In any event, Mr Hague is determined to fight suggestions his heart is not in the job after recent problems at the Foreign Office. And Dr Fox is the right winger Mr Cameron needs in Cabinet to keep a large section of his MPs happy. Iain Duncan Smith at Welfare is also of the right but has said he no longer holds political ambition beyond solving Britain’s decades-old problem.

The PM would look to his deputy Chris Grayling as the obvious choice for promotion to the Cabinet to carry the right wing standard. There are weak links in Cabinet and the finger points to Ken Clarke, who, at 70, is long overdue for a move. Daily headlines lambasting the government over law and order weakness are not good.

So it’s the middle ranks and the juniors who are hoping for a lucky break. The Premier knows he must keep a large group of talented PPSs and select committee brains interested with the prospect of ministerial jobs. Some are already on the brink of deciding this will be their last Parliament as the prospect of being bag carriers for their (sometimes) less-talented “boss” is too much to bear.

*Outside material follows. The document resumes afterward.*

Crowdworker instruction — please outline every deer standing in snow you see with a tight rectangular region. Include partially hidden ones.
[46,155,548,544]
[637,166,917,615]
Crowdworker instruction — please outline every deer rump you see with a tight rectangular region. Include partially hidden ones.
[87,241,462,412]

The Justice secretary has a chance to salvage some dignity as his reputation is dragged through the mud over being “soft” on law and order. Mr Clarke is expected to dismiss the barmy recommendation by the Sentencing Council to hand out non-jail sentences for some heroin dealers. Their plan has been greeted by universal fury and derision in number 10 and Mr Clarke is under orders to send it to the rubbish bin.

Similarly being filed in the Whitehall trash will be Vince Cable’s dream of a mansion tax. It will be parked. Which is Whitehall speak for buried forever.